Figure 12: Molecular weights ladder used as reference in gel electrophoresis.
Discussion:
The protein purified was the protein sought after. According to gel elctrophoresis, the purified protein from Elution 1 and 2 was the gbr-22 protein due to the stains being on the same row as each other, thus indicating the same protein. Lysozyme was added in Part two of the lab in order to digest the cell walls, allowing the proteins and other molecules of the bacterial cells to be exposed. Benzonase is a nuclease that reduces the viscosity by digesting the DNA/RNA in the mixture, allowing for the supernatant in the centrifuged solution to contain the proteins and not the other cell debris. The high molecular weight of the DNA causes the solution to be viscous, which is why the Benzonase is so crucial. Sample one contains the bacteria itself. Sample 2 contains the supernatant after the lysate was added. Sample 3 contains the waste from the column. Sample 4 contains the wash from the column. Sample 5 contains Elution 1, and sample 6 contains Elution 2. The wash cleared out all the excess cell debris left behind by the waste from the column, whereas the Elution buffer caused the actual purified protein to wash out. The HIS tag system works by causing the protein being searched for to bind to the Ni-NTA. This caused all the excess proteins and cell debris to be washed away by the other solutions. When the Elutions are used, the Imidazole caused the protein to detach from the Nickel and thus wash out, allowing the container to have mostly the purified protein sought after. Based off of the gel electophoresis, the gbr22 protein is about 24kDa.
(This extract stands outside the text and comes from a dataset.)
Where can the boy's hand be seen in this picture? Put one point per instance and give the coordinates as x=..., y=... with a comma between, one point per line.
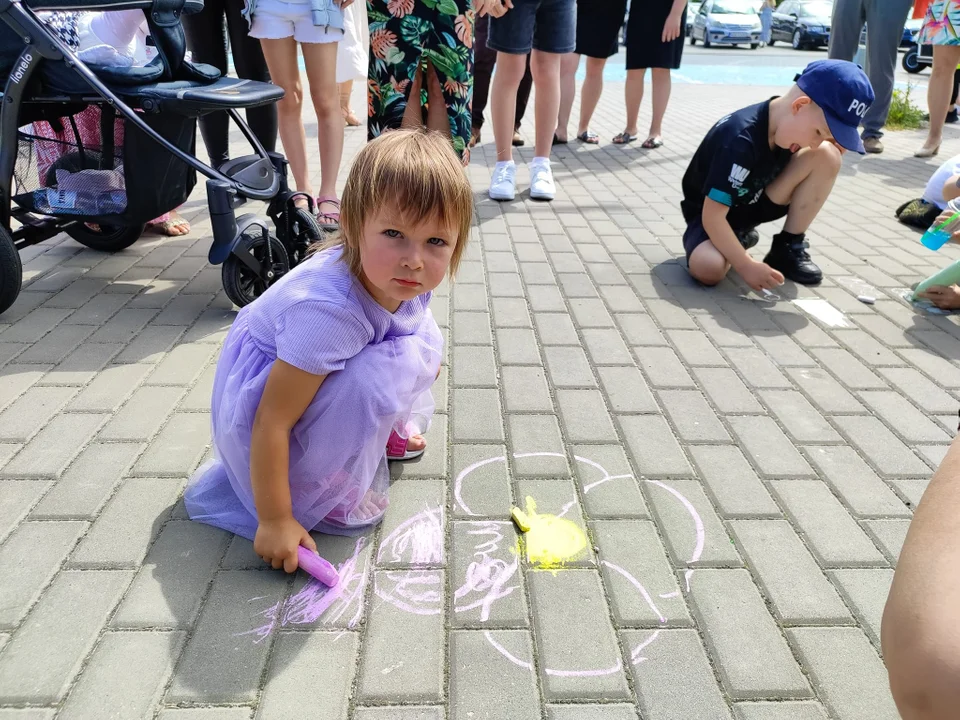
x=758, y=275
x=277, y=541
Sources of error include not including the proper concentrations of Imidazole in the Elutions, thus causing the protein to not strip off the Ni-NTA. Other sources of error include several cases of human error, which cause the protein to not be removed from the cell due to faulty centrifuging or disturbing the pellet.
Conclusions:
This three part lab was performed in order to show the lengthy but efficient procedures of purifying a specific protein and finding different data from it. Recombinant DNA was inserted into E.coli to cause them to produce the designated protein. Data was collected from different instruments, and by being able to find the wavelength at which the largest amount of protein was produced, variables can be adjusted to the scientists advantage. The dried gel showed the approximate weight of the protein, giving the researcher confidence in procedure. Future directions and applications for this lab are to purify harmful proteins in other bacteria and to analyze them in order to find ligands to shut off either protein production or function.
References:
[1] Gjerstorff, M.F.; Besir, H.; Larsen, M.R.; Ditzel, H.J., Expression, purification and characterization of the cancer-germline antigen GAGE12I: a candidate for cancer immunotherapy. Protein Expr Purif. 2010, 73(2): 217-22.
[2] Graslund, S.; Nordlund, P.; Weigelt, J.; Hallberg, B. M.; Bray, J.; Gileadi, O.; Knapp, S.; Oppermann, U.; Arrowsmith, C.; Hui, R.; Ming, J.; Protein production and purification. Nature Methods. 2008, 5(2): 135-46.